Floricultores foram intimados a responderem sobre aquele novo tipo de planta
que surgia pela região. Desconheciam quem as pudesse ter plantado. Ninguém
sabia como as flores progrediam assustadoramente. Ao se observar o vale antes
de entrar na cidade, tanto abaixo quanto acima, misturadas às outras espécies
de flores, elas eram diferentes e se destacavam mais. Pois todas, como ímãs,
estavam voltadas numa só direção: as casas e seus habitantes.
E a forte fragrância era levada pelo vento em todas as direções.
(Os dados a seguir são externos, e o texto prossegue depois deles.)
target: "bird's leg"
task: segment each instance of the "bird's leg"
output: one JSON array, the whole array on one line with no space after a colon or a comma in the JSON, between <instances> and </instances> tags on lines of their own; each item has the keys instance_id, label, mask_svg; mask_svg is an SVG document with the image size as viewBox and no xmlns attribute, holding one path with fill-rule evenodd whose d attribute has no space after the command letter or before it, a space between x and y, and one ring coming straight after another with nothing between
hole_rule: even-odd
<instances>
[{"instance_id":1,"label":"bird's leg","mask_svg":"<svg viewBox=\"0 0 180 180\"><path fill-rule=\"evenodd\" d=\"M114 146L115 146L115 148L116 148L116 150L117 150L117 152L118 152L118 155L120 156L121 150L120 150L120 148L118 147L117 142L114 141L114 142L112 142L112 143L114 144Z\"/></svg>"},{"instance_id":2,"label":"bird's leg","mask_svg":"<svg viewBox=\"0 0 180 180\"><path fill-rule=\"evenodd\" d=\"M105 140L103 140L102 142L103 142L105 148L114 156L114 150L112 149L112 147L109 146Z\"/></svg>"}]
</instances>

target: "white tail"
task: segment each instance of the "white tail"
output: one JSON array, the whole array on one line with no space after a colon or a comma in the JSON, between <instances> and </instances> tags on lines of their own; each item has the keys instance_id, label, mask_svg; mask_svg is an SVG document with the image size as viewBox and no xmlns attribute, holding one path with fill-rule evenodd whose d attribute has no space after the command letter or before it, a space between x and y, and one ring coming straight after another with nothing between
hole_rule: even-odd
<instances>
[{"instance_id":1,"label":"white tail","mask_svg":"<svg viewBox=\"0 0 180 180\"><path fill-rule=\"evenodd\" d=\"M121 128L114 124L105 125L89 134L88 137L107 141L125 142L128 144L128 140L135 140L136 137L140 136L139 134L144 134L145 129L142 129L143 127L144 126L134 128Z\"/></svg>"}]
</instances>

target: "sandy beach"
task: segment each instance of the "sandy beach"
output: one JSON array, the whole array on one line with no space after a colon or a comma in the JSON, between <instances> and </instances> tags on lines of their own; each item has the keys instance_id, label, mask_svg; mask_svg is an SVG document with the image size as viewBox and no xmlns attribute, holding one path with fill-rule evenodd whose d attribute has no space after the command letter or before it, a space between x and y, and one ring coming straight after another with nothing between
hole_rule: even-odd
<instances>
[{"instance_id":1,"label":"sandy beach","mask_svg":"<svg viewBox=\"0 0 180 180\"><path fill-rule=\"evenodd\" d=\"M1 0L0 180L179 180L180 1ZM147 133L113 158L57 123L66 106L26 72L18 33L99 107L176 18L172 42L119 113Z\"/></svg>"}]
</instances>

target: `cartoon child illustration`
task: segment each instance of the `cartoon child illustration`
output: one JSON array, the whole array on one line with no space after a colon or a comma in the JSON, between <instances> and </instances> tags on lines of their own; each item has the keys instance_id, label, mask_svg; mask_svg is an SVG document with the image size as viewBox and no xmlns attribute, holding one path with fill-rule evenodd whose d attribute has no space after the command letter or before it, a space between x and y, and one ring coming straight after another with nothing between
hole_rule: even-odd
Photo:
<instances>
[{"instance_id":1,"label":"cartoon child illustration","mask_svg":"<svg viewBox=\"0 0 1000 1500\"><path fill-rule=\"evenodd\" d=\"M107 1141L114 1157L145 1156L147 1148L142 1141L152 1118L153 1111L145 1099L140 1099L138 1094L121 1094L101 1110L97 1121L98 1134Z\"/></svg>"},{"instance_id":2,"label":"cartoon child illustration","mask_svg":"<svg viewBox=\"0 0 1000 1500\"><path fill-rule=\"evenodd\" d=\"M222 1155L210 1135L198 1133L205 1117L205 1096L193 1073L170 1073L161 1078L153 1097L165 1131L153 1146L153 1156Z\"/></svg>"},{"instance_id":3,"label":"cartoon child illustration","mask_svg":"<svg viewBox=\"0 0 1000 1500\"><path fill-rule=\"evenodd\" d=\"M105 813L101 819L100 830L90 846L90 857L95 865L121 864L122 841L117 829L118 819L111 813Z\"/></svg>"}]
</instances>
Aqueles que eram pegos desprevenidos nos campos, ou próximos das matas,
e respiravam o aroma, fatalmente eram atraídos até às plantas
e tiravam-nas para cheirar. Muitos ainda conseguiam chegar em casa, antes de iniciarem
o processo de antibiose ou predantismo.
Certa tarde de sábado, o céu estava carregado de nuvens escuras
e o dia acinzentado, sem muita iluminação, quando surgiu de um atalho
próximo à estrada principal, um grupo carregando flores, e aproximava-se
de algumas pessoas distraídas, quando, de repente, um carro surgiu na rodovia;
de imediato, o grupo se voltou em direção ao veículo, que
reduziu a marcha para evitar acidentes, contudo, continuou acelerando. Após
a sua passagem bem devagar, ao olhar pelo retrovisor, o motorista viu algo que
o deixou horrorizado: a garota bonita que havia atraído a sua atenção
apodrecia, a carne se soltava, seus olhos explodiam e os ossos faciais derretiam.
O choque daquela visão foi tão forte e profundo que o deixou momentaneamente
perplexo, paralisado, e como que despertando daquele transe louco, arrancou velozmente,
porém ainda pôde ver outros corpos caírem nas mesmas condições.
As pessoas que estavam próximas e observaram o acontecido, saíram
em perseguição ao veículo desvairado, numa tentativa de conter
o motorista, mas o mesmo só pensava em fugir para bem longe daquele local
macabro. A imagem da garota com o rosto apodrecendo, não saía da
sua mente. Ficara como que estampada no para-brisa, e nem percebeu o entroncamento,
nem a carreta de automóveis, a pouca distância, vindo em sua direção.
Num reflexo, ainda tentou desviar-se do veículo pesado, mas chocou-se contra
a lateral, depois foi rodopiando e bateu violentamente na murada da ponte mais
adiante, que cedeu e o carro espatifou-se dentro do rio, nas pedras... E foi afundando
com as rodas para cima, engolido pelas águas lamacentas.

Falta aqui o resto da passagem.